Un assouplissement controversé des objectifs d’émissions
La Commission européenne a finalement cédé aux pressions de l’industrie automobile en proposant une nouvelle approche pour évaluer les émissions de CO2. Plutôt qu’une évaluation annuelle avec des objectifs stricts à atteindre dès 2025, les constructeurs pourront désormais bénéficier d’une moyenne calculée sur la période 2025-2027. Cette flexibilité leur permet de reporter leurs efforts de réduction d’émissions, sans risquer d’amendes immédiates.
Cette décision fait suite à un intense lobbying mené par plusieurs acteurs de l’automobile, soutenus notamment par trois ministres français qui plaidaient pour un “lissage” des objectifs. Stéphane Séjourné, commissaire européen à la stratégie industrielle, s’était déjà prononcé contre des mesures qu’il jugeait trop punitives pour les constructeurs européens.
Comment fonctionne le nouveau système d’évaluation
Le mécanisme proposé modifie profondément la façon dont les émissions seront comptabilisées :
- Aucune sanction ne sera appliquée en fin d’année 2025 ou 2026
- L’évaluation se fera sur la moyenne d’émissions sur trois ans (2025-2027)
- Les constructeurs pourront continuer à former des alliances pour mutualiser leurs émissions
Ce système offre une souplesse considérable aux marques qui peinent à électrifier rapidement leur gamme. Concrètement, un constructeur pourrait dépasser ses objectifs en 2025, puis compenser par de meilleures performances en 2026 ou 2027, sans jamais subir de pénalités financières.

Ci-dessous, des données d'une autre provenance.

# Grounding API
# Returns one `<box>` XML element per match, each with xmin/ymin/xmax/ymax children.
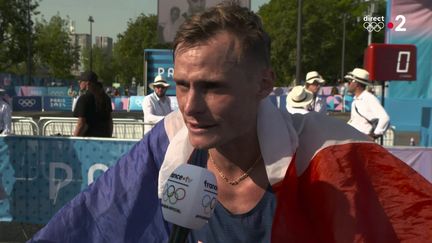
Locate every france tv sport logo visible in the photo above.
<box><xmin>363</xmin><ymin>14</ymin><xmax>406</xmax><ymax>32</ymax></box>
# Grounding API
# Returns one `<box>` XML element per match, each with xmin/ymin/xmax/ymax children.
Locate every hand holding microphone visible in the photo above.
<box><xmin>161</xmin><ymin>164</ymin><xmax>217</xmax><ymax>243</ymax></box>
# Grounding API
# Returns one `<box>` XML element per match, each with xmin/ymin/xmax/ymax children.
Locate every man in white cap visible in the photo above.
<box><xmin>305</xmin><ymin>71</ymin><xmax>327</xmax><ymax>114</ymax></box>
<box><xmin>142</xmin><ymin>75</ymin><xmax>172</xmax><ymax>133</ymax></box>
<box><xmin>0</xmin><ymin>89</ymin><xmax>12</xmax><ymax>135</ymax></box>
<box><xmin>345</xmin><ymin>68</ymin><xmax>390</xmax><ymax>139</ymax></box>
<box><xmin>287</xmin><ymin>85</ymin><xmax>313</xmax><ymax>114</ymax></box>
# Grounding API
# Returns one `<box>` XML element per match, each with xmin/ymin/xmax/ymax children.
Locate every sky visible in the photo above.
<box><xmin>35</xmin><ymin>0</ymin><xmax>269</xmax><ymax>41</ymax></box>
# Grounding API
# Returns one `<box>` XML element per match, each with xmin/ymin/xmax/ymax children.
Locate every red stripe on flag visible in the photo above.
<box><xmin>272</xmin><ymin>143</ymin><xmax>432</xmax><ymax>242</ymax></box>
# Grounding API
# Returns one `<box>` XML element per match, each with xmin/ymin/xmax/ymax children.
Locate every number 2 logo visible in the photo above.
<box><xmin>395</xmin><ymin>15</ymin><xmax>406</xmax><ymax>31</ymax></box>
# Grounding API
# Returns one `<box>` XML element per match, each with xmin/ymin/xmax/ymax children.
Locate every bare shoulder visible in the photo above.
<box><xmin>164</xmin><ymin>110</ymin><xmax>185</xmax><ymax>140</ymax></box>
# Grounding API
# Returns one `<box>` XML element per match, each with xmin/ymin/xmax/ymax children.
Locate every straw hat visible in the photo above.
<box><xmin>149</xmin><ymin>75</ymin><xmax>170</xmax><ymax>89</ymax></box>
<box><xmin>287</xmin><ymin>85</ymin><xmax>313</xmax><ymax>108</ymax></box>
<box><xmin>344</xmin><ymin>68</ymin><xmax>370</xmax><ymax>85</ymax></box>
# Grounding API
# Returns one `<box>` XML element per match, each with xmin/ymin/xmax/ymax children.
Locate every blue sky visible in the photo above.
<box><xmin>36</xmin><ymin>0</ymin><xmax>269</xmax><ymax>40</ymax></box>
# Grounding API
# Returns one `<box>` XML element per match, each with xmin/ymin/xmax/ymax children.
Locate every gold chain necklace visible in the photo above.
<box><xmin>208</xmin><ymin>152</ymin><xmax>261</xmax><ymax>186</ymax></box>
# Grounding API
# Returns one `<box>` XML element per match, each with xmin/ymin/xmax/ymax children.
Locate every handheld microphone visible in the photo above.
<box><xmin>161</xmin><ymin>164</ymin><xmax>217</xmax><ymax>243</ymax></box>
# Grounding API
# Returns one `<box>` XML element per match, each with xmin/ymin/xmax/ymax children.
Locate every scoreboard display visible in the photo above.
<box><xmin>364</xmin><ymin>44</ymin><xmax>417</xmax><ymax>81</ymax></box>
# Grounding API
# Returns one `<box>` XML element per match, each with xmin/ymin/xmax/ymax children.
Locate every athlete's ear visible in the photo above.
<box><xmin>258</xmin><ymin>67</ymin><xmax>276</xmax><ymax>99</ymax></box>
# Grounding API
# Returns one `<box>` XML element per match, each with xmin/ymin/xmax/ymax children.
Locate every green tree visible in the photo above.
<box><xmin>0</xmin><ymin>0</ymin><xmax>39</xmax><ymax>71</ymax></box>
<box><xmin>82</xmin><ymin>46</ymin><xmax>115</xmax><ymax>85</ymax></box>
<box><xmin>113</xmin><ymin>14</ymin><xmax>171</xmax><ymax>84</ymax></box>
<box><xmin>34</xmin><ymin>15</ymin><xmax>79</xmax><ymax>78</ymax></box>
<box><xmin>259</xmin><ymin>0</ymin><xmax>385</xmax><ymax>85</ymax></box>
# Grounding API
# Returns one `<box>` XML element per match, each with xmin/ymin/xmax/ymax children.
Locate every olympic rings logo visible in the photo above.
<box><xmin>49</xmin><ymin>90</ymin><xmax>65</xmax><ymax>96</ymax></box>
<box><xmin>162</xmin><ymin>184</ymin><xmax>186</xmax><ymax>205</ymax></box>
<box><xmin>18</xmin><ymin>99</ymin><xmax>36</xmax><ymax>107</ymax></box>
<box><xmin>363</xmin><ymin>22</ymin><xmax>385</xmax><ymax>32</ymax></box>
<box><xmin>201</xmin><ymin>195</ymin><xmax>217</xmax><ymax>214</ymax></box>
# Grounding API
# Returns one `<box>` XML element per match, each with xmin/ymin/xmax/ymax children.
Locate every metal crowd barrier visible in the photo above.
<box><xmin>383</xmin><ymin>126</ymin><xmax>396</xmax><ymax>146</ymax></box>
<box><xmin>39</xmin><ymin>117</ymin><xmax>154</xmax><ymax>139</ymax></box>
<box><xmin>12</xmin><ymin>116</ymin><xmax>395</xmax><ymax>146</ymax></box>
<box><xmin>11</xmin><ymin>116</ymin><xmax>39</xmax><ymax>135</ymax></box>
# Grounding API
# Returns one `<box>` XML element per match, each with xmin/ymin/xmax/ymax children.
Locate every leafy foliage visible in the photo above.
<box><xmin>34</xmin><ymin>15</ymin><xmax>78</xmax><ymax>78</ymax></box>
<box><xmin>82</xmin><ymin>46</ymin><xmax>116</xmax><ymax>85</ymax></box>
<box><xmin>0</xmin><ymin>0</ymin><xmax>38</xmax><ymax>70</ymax></box>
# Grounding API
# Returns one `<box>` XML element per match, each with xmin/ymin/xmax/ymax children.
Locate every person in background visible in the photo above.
<box><xmin>73</xmin><ymin>71</ymin><xmax>113</xmax><ymax>137</ymax></box>
<box><xmin>287</xmin><ymin>85</ymin><xmax>313</xmax><ymax>114</ymax></box>
<box><xmin>32</xmin><ymin>2</ymin><xmax>432</xmax><ymax>243</ymax></box>
<box><xmin>142</xmin><ymin>75</ymin><xmax>172</xmax><ymax>133</ymax></box>
<box><xmin>305</xmin><ymin>71</ymin><xmax>327</xmax><ymax>114</ymax></box>
<box><xmin>68</xmin><ymin>85</ymin><xmax>77</xmax><ymax>98</ymax></box>
<box><xmin>0</xmin><ymin>89</ymin><xmax>12</xmax><ymax>135</ymax></box>
<box><xmin>345</xmin><ymin>68</ymin><xmax>390</xmax><ymax>139</ymax></box>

Les critiques des ONG : un frein à l’électrification
Cette proposition a immédiatement suscité l’indignation d’organisations comme Transport & Environment (T&E). Selon cette ONG, la Commission fait fausse route en ignorant les progrès récents du marché électrique, qui a connu une hausse de 28% en Europe sur les deux premiers mois de 2025. Pour Julia Poliscanova, responsable de l’électromobilité chez T&E, “c’est une erreur de changer les règles au milieu du jeu”, arguant que cette décision va “nuire à l’adoption des véhicules électriques” au profit des motorisations thermiques.

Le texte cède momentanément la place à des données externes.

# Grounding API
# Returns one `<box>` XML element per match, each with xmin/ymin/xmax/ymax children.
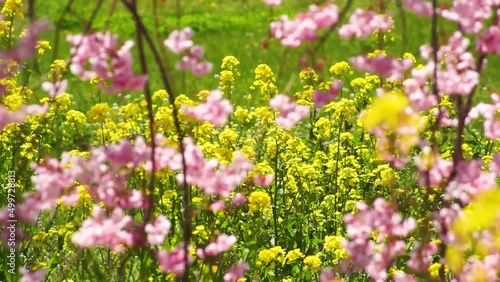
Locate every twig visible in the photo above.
<box><xmin>121</xmin><ymin>0</ymin><xmax>191</xmax><ymax>282</ymax></box>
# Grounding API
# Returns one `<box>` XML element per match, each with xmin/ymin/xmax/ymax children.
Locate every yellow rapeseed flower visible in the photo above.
<box><xmin>248</xmin><ymin>191</ymin><xmax>271</xmax><ymax>212</ymax></box>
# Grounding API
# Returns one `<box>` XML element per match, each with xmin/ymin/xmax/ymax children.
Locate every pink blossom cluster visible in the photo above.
<box><xmin>156</xmin><ymin>246</ymin><xmax>194</xmax><ymax>276</ymax></box>
<box><xmin>403</xmin><ymin>0</ymin><xmax>432</xmax><ymax>18</ymax></box>
<box><xmin>0</xmin><ymin>105</ymin><xmax>48</xmax><ymax>130</ymax></box>
<box><xmin>407</xmin><ymin>242</ymin><xmax>438</xmax><ymax>273</ymax></box>
<box><xmin>467</xmin><ymin>94</ymin><xmax>500</xmax><ymax>140</ymax></box>
<box><xmin>437</xmin><ymin>31</ymin><xmax>479</xmax><ymax>95</ymax></box>
<box><xmin>415</xmin><ymin>146</ymin><xmax>453</xmax><ymax>187</ymax></box>
<box><xmin>270</xmin><ymin>4</ymin><xmax>338</xmax><ymax>47</ymax></box>
<box><xmin>269</xmin><ymin>94</ymin><xmax>309</xmax><ymax>129</ymax></box>
<box><xmin>196</xmin><ymin>234</ymin><xmax>237</xmax><ymax>259</ymax></box>
<box><xmin>403</xmin><ymin>31</ymin><xmax>479</xmax><ymax>101</ymax></box>
<box><xmin>312</xmin><ymin>80</ymin><xmax>342</xmax><ymax>108</ymax></box>
<box><xmin>451</xmin><ymin>256</ymin><xmax>500</xmax><ymax>282</ymax></box>
<box><xmin>182</xmin><ymin>89</ymin><xmax>233</xmax><ymax>126</ymax></box>
<box><xmin>476</xmin><ymin>24</ymin><xmax>500</xmax><ymax>55</ymax></box>
<box><xmin>343</xmin><ymin>198</ymin><xmax>416</xmax><ymax>281</ymax></box>
<box><xmin>42</xmin><ymin>79</ymin><xmax>68</xmax><ymax>97</ymax></box>
<box><xmin>339</xmin><ymin>8</ymin><xmax>394</xmax><ymax>39</ymax></box>
<box><xmin>403</xmin><ymin>61</ymin><xmax>438</xmax><ymax>111</ymax></box>
<box><xmin>164</xmin><ymin>27</ymin><xmax>213</xmax><ymax>76</ymax></box>
<box><xmin>444</xmin><ymin>159</ymin><xmax>499</xmax><ymax>205</ymax></box>
<box><xmin>224</xmin><ymin>262</ymin><xmax>250</xmax><ymax>282</ymax></box>
<box><xmin>441</xmin><ymin>0</ymin><xmax>496</xmax><ymax>33</ymax></box>
<box><xmin>66</xmin><ymin>32</ymin><xmax>148</xmax><ymax>93</ymax></box>
<box><xmin>71</xmin><ymin>206</ymin><xmax>134</xmax><ymax>252</ymax></box>
<box><xmin>0</xmin><ymin>19</ymin><xmax>49</xmax><ymax>94</ymax></box>
<box><xmin>19</xmin><ymin>267</ymin><xmax>47</xmax><ymax>282</ymax></box>
<box><xmin>262</xmin><ymin>0</ymin><xmax>281</xmax><ymax>7</ymax></box>
<box><xmin>177</xmin><ymin>138</ymin><xmax>252</xmax><ymax>197</ymax></box>
<box><xmin>0</xmin><ymin>21</ymin><xmax>49</xmax><ymax>63</ymax></box>
<box><xmin>0</xmin><ymin>137</ymin><xmax>181</xmax><ymax>251</ymax></box>
<box><xmin>350</xmin><ymin>54</ymin><xmax>413</xmax><ymax>80</ymax></box>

L’International Council on Clean Transportation (ICCT) partage cette analyse et souligne un effet pervers : en laissant aux constructeurs la possibilité de ne compenser qu’en 2027, l’Europe risque d’encourager la vente de davantage de véhicules thermiques dans l’immédiat, avec des conséquences environnementales durables.
L’impact environnemental à long terme
Les conséquences de ce report pourraient être significatives. L’ICCT estime que cette flexibilité entraînera un excès notable d’émissions de CO2 dans les prochaines années. Le problème ne se limite pas à quelques mois de retard : chaque voiture thermique supplémentaire vendue aujourd’hui restera en circulation pendant environ 250 000 kilomètres avant d’être remplacée.

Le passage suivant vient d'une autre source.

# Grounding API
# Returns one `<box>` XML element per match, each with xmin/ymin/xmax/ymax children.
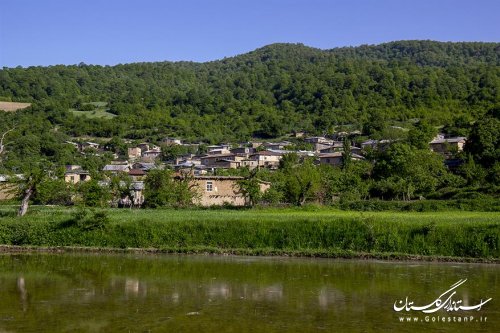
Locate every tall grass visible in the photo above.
<box><xmin>0</xmin><ymin>208</ymin><xmax>500</xmax><ymax>258</ymax></box>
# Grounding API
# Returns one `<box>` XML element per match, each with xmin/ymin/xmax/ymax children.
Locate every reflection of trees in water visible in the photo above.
<box><xmin>17</xmin><ymin>276</ymin><xmax>28</xmax><ymax>312</ymax></box>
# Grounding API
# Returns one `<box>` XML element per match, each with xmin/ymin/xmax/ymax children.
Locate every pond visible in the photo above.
<box><xmin>0</xmin><ymin>253</ymin><xmax>500</xmax><ymax>333</ymax></box>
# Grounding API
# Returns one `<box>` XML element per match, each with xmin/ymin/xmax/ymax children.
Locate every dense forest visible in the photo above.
<box><xmin>0</xmin><ymin>41</ymin><xmax>500</xmax><ymax>208</ymax></box>
<box><xmin>0</xmin><ymin>41</ymin><xmax>500</xmax><ymax>143</ymax></box>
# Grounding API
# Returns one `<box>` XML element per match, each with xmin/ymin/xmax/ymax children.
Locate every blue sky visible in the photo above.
<box><xmin>0</xmin><ymin>0</ymin><xmax>500</xmax><ymax>67</ymax></box>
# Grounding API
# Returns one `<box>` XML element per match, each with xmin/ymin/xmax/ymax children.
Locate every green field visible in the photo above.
<box><xmin>69</xmin><ymin>102</ymin><xmax>116</xmax><ymax>119</ymax></box>
<box><xmin>0</xmin><ymin>206</ymin><xmax>500</xmax><ymax>259</ymax></box>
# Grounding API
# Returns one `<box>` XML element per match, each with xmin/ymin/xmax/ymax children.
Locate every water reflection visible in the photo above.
<box><xmin>0</xmin><ymin>255</ymin><xmax>500</xmax><ymax>332</ymax></box>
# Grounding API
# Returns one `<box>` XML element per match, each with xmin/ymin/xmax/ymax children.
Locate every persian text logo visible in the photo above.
<box><xmin>394</xmin><ymin>279</ymin><xmax>491</xmax><ymax>313</ymax></box>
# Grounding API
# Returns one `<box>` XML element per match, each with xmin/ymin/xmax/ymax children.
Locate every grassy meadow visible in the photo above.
<box><xmin>0</xmin><ymin>206</ymin><xmax>500</xmax><ymax>261</ymax></box>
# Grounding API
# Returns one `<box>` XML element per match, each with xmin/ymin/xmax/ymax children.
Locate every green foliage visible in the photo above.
<box><xmin>465</xmin><ymin>107</ymin><xmax>500</xmax><ymax>168</ymax></box>
<box><xmin>0</xmin><ymin>206</ymin><xmax>500</xmax><ymax>258</ymax></box>
<box><xmin>68</xmin><ymin>207</ymin><xmax>110</xmax><ymax>231</ymax></box>
<box><xmin>33</xmin><ymin>178</ymin><xmax>71</xmax><ymax>205</ymax></box>
<box><xmin>284</xmin><ymin>159</ymin><xmax>320</xmax><ymax>206</ymax></box>
<box><xmin>0</xmin><ymin>41</ymin><xmax>500</xmax><ymax>147</ymax></box>
<box><xmin>77</xmin><ymin>179</ymin><xmax>112</xmax><ymax>207</ymax></box>
<box><xmin>408</xmin><ymin>121</ymin><xmax>437</xmax><ymax>149</ymax></box>
<box><xmin>374</xmin><ymin>143</ymin><xmax>447</xmax><ymax>200</ymax></box>
<box><xmin>144</xmin><ymin>169</ymin><xmax>197</xmax><ymax>208</ymax></box>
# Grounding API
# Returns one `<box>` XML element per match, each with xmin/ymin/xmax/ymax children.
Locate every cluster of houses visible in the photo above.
<box><xmin>0</xmin><ymin>135</ymin><xmax>466</xmax><ymax>206</ymax></box>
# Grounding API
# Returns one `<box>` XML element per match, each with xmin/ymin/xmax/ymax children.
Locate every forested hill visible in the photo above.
<box><xmin>0</xmin><ymin>41</ymin><xmax>500</xmax><ymax>142</ymax></box>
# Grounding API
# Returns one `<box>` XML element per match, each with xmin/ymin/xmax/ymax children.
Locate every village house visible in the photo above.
<box><xmin>430</xmin><ymin>136</ymin><xmax>467</xmax><ymax>156</ymax></box>
<box><xmin>78</xmin><ymin>141</ymin><xmax>100</xmax><ymax>151</ymax></box>
<box><xmin>141</xmin><ymin>147</ymin><xmax>161</xmax><ymax>162</ymax></box>
<box><xmin>102</xmin><ymin>161</ymin><xmax>130</xmax><ymax>174</ymax></box>
<box><xmin>64</xmin><ymin>165</ymin><xmax>90</xmax><ymax>184</ymax></box>
<box><xmin>318</xmin><ymin>152</ymin><xmax>365</xmax><ymax>166</ymax></box>
<box><xmin>319</xmin><ymin>141</ymin><xmax>344</xmax><ymax>154</ymax></box>
<box><xmin>304</xmin><ymin>136</ymin><xmax>333</xmax><ymax>145</ymax></box>
<box><xmin>127</xmin><ymin>147</ymin><xmax>142</xmax><ymax>160</ymax></box>
<box><xmin>132</xmin><ymin>162</ymin><xmax>158</xmax><ymax>172</ymax></box>
<box><xmin>128</xmin><ymin>169</ymin><xmax>146</xmax><ymax>181</ymax></box>
<box><xmin>193</xmin><ymin>176</ymin><xmax>271</xmax><ymax>206</ymax></box>
<box><xmin>250</xmin><ymin>150</ymin><xmax>282</xmax><ymax>169</ymax></box>
<box><xmin>162</xmin><ymin>137</ymin><xmax>182</xmax><ymax>145</ymax></box>
<box><xmin>263</xmin><ymin>141</ymin><xmax>292</xmax><ymax>150</ymax></box>
<box><xmin>361</xmin><ymin>139</ymin><xmax>392</xmax><ymax>151</ymax></box>
<box><xmin>137</xmin><ymin>142</ymin><xmax>153</xmax><ymax>151</ymax></box>
<box><xmin>200</xmin><ymin>154</ymin><xmax>244</xmax><ymax>169</ymax></box>
<box><xmin>240</xmin><ymin>158</ymin><xmax>259</xmax><ymax>170</ymax></box>
<box><xmin>230</xmin><ymin>147</ymin><xmax>255</xmax><ymax>157</ymax></box>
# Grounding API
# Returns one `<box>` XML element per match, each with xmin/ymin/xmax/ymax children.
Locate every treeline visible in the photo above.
<box><xmin>0</xmin><ymin>41</ymin><xmax>500</xmax><ymax>143</ymax></box>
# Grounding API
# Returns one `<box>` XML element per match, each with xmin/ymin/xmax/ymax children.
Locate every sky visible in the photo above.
<box><xmin>0</xmin><ymin>0</ymin><xmax>500</xmax><ymax>68</ymax></box>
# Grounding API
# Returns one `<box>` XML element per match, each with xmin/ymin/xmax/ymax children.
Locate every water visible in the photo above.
<box><xmin>0</xmin><ymin>254</ymin><xmax>500</xmax><ymax>333</ymax></box>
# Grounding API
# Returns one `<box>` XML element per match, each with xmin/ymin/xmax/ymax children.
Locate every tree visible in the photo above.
<box><xmin>144</xmin><ymin>169</ymin><xmax>197</xmax><ymax>208</ymax></box>
<box><xmin>237</xmin><ymin>169</ymin><xmax>262</xmax><ymax>206</ymax></box>
<box><xmin>374</xmin><ymin>143</ymin><xmax>447</xmax><ymax>200</ymax></box>
<box><xmin>10</xmin><ymin>162</ymin><xmax>60</xmax><ymax>216</ymax></box>
<box><xmin>284</xmin><ymin>159</ymin><xmax>320</xmax><ymax>206</ymax></box>
<box><xmin>408</xmin><ymin>120</ymin><xmax>437</xmax><ymax>149</ymax></box>
<box><xmin>342</xmin><ymin>138</ymin><xmax>352</xmax><ymax>170</ymax></box>
<box><xmin>464</xmin><ymin>107</ymin><xmax>500</xmax><ymax>168</ymax></box>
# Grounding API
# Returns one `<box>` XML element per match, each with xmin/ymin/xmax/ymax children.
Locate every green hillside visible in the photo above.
<box><xmin>0</xmin><ymin>41</ymin><xmax>500</xmax><ymax>142</ymax></box>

Un processus d’adoption encore en cours
Il convient de préciser que cette proposition n’est pas encore définitive. Pour entrer en vigueur, elle devra obtenir l’approbation du Parlement européen et du Conseil de l’Union européenne. Ce processus législatif pourrait encore modifier certains aspects du texte, même si l’orientation générale semble désormais tracée.
Les prochaines semaines seront décisives pour déterminer si cette flexibilité sera maintenue telle quelle ou si des compromis seront trouvés pour limiter son impact sur la transition vers la mobilité électrique. Les constructeurs, qui ont obtenu ce qu’ils réclamaient, devront maintenant prouver que ce délai supplémentaire ne freinera pas leurs efforts d’électrification à moyen terme.
Ce débat illustre parfaitement la tension permanente entre impératifs économiques et environnementaux dans la politique européenne. Si la transition vers une mobilité plus propre semble inéluctable avec l’objectif de fin des moteurs thermiques en 2035, le chemin pour y parvenir pourrait être plus sinueux que prévu initialement.